The compliance of the material of the skirt 18 means that it can conform to irregularities in the anatomy 14 at the location of the implant. The design of the skirt 18 means that damage to the native anatomy due to excessive radial force is avoided because the force urging the skirt into sealing engagement against the native anatomy 14 is provided by the fluid pressure to which the anatomy would be subjected to anyway in the absence of the implant.

A further specific embodiment of an implant according to the invention is illustrated in FIGS. 2, 3 and 4. Parts corresponding to those illustrated in FIG. 1 are indicated with corresponding reference numerals, and so repetition of the description of those will be avoided.

The implant of FIGS. 2 to 4 is a self-expanding prosthetic aortic valve. Further details of its structure can be obtained from WO 2010/112844. The implant has the addition of the skirt 18. As illustrated in FIGS. 2 and 3, the joining line 20 at the closed edge of the skirt 18 where it is fixed to the structure, is curved such that it is scalloped.

In this embodiment, the open edge 22 of the skirt 18 is fixed at one or more points 24 to the structure 10. This prevents complete reversal of the skirt, either when in use, or when being implanted. Fixing points 24 still enable the skirt 18 to “inflate” like a parachute to seal against the anatomy 14, as illustrated in FIG. 4. FIG. 4 also illustrates that a part of the anatomy around the implant site can be a native valve leaflet 14.1 that is displaced when the prosthetic valve is implanted.

Although a specific implant is illustrated in FIGS. 2 to 4, which is delivered percutaneously by trans-catheter techniques, the invention is not limited to those particular aspects. The implant in this particular embodiment is self-expanding, but it could equally be expandable or of fixed size.

Although the embodiments described have a single skirt 18 that surrounds the entire implant, an alternative is to have one or more individual skirts. The skirts could, in combination, surround the entire circumference of the implant, either with or without overlap. Alternatively, the or each skirt could be provided only at particular positions that are susceptible to leakage.

Claims

1-9. (canceled)

10. A vascular implant comprising:

a structure defining a flow passage, the flow passage having a first end and a second end; and

a skirt around at least a portion of the outer periphery of the structure,

wherein a portion of the skirt is fixed to the structure to form a seal with respect to the flow passage, and

wherein the skirt is compliant such that, in response to a higher fluid pressure at one of the ends of the flow passage, the skirt is configured to be urged against the anatomy at the site in which the implant is located, to span between the outer periphery of the structure and said anatomy.

11. An implant according to claim 10 configured such that fluid can enter between the outer periphery of the structure and the skirt to urge the skirt outward against said anatomy.
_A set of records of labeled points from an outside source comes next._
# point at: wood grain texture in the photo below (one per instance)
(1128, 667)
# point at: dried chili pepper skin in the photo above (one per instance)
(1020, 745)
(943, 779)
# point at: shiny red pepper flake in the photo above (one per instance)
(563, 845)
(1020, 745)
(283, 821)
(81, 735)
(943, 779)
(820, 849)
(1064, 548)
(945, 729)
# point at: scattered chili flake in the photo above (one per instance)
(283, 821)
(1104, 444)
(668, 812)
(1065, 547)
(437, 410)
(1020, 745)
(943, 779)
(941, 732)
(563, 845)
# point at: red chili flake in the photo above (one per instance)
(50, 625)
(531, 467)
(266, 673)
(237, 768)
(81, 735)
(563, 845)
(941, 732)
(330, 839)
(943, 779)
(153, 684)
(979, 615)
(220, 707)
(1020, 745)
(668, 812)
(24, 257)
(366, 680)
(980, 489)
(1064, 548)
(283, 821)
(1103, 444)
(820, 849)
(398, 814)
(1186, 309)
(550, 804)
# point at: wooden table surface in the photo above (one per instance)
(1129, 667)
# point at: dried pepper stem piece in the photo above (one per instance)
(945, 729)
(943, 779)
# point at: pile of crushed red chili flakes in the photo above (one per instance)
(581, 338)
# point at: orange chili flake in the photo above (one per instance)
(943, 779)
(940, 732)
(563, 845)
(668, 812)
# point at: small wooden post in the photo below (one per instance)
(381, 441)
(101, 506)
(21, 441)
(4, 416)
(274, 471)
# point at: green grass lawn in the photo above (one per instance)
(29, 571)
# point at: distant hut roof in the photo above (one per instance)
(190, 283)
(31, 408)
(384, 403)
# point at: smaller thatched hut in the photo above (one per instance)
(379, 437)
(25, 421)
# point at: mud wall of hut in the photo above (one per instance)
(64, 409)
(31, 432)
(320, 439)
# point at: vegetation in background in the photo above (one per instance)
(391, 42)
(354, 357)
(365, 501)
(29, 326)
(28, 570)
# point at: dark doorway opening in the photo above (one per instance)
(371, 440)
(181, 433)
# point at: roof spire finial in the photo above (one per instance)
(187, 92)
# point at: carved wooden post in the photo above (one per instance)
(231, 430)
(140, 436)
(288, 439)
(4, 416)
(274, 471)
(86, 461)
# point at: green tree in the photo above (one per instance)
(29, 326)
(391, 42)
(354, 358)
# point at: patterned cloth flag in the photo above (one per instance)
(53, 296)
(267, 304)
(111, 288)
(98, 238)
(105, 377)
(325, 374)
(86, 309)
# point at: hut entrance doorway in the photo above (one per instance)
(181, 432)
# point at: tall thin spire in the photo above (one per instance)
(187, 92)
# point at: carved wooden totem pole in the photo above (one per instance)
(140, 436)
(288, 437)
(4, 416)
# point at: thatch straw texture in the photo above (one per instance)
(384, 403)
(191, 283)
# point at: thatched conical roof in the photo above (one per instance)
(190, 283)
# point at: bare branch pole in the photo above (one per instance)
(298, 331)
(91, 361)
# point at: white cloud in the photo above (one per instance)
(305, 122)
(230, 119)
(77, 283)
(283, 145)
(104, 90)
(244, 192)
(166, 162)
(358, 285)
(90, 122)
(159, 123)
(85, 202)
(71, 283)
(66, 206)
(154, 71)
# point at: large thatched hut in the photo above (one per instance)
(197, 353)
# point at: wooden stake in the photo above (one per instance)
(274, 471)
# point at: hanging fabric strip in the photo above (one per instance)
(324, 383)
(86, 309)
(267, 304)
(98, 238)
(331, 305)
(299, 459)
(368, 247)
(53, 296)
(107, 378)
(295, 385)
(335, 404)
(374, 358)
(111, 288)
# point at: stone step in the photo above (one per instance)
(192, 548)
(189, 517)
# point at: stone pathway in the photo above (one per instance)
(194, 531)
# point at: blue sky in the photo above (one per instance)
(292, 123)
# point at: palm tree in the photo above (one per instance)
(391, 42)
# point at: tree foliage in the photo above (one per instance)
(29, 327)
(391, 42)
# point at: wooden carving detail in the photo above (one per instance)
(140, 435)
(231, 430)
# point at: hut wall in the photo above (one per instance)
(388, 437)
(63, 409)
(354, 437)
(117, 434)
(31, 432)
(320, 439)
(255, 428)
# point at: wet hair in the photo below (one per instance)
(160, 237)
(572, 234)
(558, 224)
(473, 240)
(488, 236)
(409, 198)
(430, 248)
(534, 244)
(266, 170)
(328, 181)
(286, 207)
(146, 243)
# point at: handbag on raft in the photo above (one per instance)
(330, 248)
12. An implant according to claim 10, wherein the skirt is formed of a membrane.

13. An implant according to claim 10, wherein the skirt is made of at least one of: biological tissue, polymer, or fabric.

14. An implant according to claim 10, wherein said portion of the skirt fixed to the structure comprises a first edge of the skirt that is sealed with respect to the flow passage around the complete circumference of the structure.

15. An implant according to claim 10, wherein an edge of the skirt, separate from said portion that is fixed to the structure, is also attached at one or more locations around the structure.

16. An implant according to claim 10, wherein the flow passage contains a valve permitting flow in a direction from the first end to the second end, and restricting flow in the reverse direction, and wherein when the fluid pressure at the second end is higher than the fluid pressure at the first end, the skirt is urged against the surrounding anatomy at the implant site to restrict paravalvular leakage.

17. An implant according to claim 16 which is a prosthetic heart valve.

18. An implant according to claim 10, comprising a plurality of skirts arranged around the outer periphery of the structure.